A. Breton“Solo gli uccelli volano, e gli angeli, e gli uomini
quando sognano”.
J. Saramago
Accostarsi alla ricca produzione pittorica di Cristina Annino, significa assistere allo spettacolo di un artista che porta nuova e fresca acqua al mulino della polemica antineoavanguardista. A tutt’oggi le Neoavanguardie imperano e portano avanti il discorso della negazione della pittura; si tratta di un’ ideologia pesante, afferma la Annino. A questa pesantezza oppone la sopravvivenza scandalosa della pittura ed una “filosofia della leggerezza” che intende, appunto, rovesciare l’ortodossia dominante. Vediamo di procedere con ordine.

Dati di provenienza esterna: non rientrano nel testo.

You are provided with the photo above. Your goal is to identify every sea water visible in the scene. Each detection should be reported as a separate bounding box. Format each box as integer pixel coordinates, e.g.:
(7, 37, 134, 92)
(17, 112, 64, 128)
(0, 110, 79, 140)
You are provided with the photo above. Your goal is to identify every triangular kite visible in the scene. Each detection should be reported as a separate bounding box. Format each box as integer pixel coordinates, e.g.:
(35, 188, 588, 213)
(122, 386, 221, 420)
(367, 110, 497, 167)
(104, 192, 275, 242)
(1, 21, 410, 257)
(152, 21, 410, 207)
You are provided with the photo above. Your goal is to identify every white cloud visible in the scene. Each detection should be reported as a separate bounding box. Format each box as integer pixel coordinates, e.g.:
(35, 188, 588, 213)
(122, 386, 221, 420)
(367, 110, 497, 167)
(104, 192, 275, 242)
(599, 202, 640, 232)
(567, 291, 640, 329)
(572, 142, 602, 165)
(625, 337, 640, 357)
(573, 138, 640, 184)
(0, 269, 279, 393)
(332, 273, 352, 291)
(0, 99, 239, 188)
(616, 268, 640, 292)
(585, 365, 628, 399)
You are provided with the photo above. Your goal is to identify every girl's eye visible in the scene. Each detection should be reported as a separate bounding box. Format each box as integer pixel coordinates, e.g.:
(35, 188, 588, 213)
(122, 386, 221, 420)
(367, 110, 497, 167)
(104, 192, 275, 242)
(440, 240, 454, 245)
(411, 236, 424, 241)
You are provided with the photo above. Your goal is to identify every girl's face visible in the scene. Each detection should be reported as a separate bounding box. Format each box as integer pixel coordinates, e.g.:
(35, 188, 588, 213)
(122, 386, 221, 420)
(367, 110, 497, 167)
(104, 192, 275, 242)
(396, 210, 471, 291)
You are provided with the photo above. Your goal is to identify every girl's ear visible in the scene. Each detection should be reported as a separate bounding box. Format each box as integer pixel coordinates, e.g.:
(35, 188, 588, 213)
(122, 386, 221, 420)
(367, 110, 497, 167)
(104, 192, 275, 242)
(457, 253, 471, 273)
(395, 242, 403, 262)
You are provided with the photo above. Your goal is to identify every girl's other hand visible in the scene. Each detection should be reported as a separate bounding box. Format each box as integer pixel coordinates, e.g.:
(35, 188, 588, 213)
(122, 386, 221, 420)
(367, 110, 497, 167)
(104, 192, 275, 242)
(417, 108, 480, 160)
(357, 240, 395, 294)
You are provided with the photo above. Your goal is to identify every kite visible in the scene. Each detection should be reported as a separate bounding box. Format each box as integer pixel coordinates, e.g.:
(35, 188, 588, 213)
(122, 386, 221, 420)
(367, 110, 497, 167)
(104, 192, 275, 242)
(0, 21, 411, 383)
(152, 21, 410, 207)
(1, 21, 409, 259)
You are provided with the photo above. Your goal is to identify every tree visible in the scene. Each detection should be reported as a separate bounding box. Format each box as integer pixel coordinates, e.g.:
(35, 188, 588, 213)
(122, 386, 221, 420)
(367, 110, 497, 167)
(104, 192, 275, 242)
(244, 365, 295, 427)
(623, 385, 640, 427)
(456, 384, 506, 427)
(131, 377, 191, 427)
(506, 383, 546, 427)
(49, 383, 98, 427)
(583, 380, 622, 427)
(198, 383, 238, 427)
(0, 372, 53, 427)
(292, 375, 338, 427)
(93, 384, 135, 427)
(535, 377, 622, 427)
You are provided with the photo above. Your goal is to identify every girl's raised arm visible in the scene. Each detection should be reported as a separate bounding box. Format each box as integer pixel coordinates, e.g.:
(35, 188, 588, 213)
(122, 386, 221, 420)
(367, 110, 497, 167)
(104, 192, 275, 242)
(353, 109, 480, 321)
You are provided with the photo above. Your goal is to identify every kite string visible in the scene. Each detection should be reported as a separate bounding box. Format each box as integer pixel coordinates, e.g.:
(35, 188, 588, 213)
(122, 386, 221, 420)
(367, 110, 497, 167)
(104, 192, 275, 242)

Innanzitutto la natura non è quasi mai presente nei lavori della pittrice; Annino si occupa principalmente di corpi umani e animaleschi, anche se questi vengono travolti tutti dalla tempesta perfetta della de figurazione. Questa poi è a servizio della leggerezza che rimane il filo rosso delle meditazioni della nostra. Leggerezza non vuol dire però l’edonismo smaccato di cui parlava Matisse; la pittura si occupa anche del male e delle difficoltà umane, anche se l’orizzonte di una cupezza senza rimedio rimane estraneo all’Annino. Ecco dunque gli esseri deformarsi, stirarsi, allungarsi e perdere senz’altro i segni della realtà e dell’empiria.
Leggerezza ed antimimesi si incrociano e si incontrano ovviamente, dato che il discorso dell’artista risulta assolutamente coerente e consequenziale. Ora la pesantezza non è solo quella che scaturisce dal calvinismo delle Neoavanguardie; la pesantezza, sostiene la pittrice, appartiene alla stessa architettura ontologica del mondo, e questa va quindi negata attraverso l’infinita malleabilità dei corpi e della loro disposizione a derealizzarsi trionfalmente e definitivamente. Da qui l’oggettiva alleanza di Cristina Annino con Chagall, con Licini e con Cucchi. Alla fine è il sogno che decide la partita; infatti in uno spazio impossibile, diventa normale l’assurdo di un universo sregolato rispetto alle leggi del Giorno. Tutto, in Annino, va controsenso; appunto come nei sogni; controsenso fino al punto che spesso spunta l’oro. Ora l’oro rimanda alle icone bizantine, ad un cielo che non è atmosferico, bensì assoluto ed estraneo al visibile. L’oro evocato non è però l’oro dell’iperuranio, bensì si presenta come l’ennesima definizione di una alterità irrimediabile ed ostinata. Torniamo così al punto di partenza.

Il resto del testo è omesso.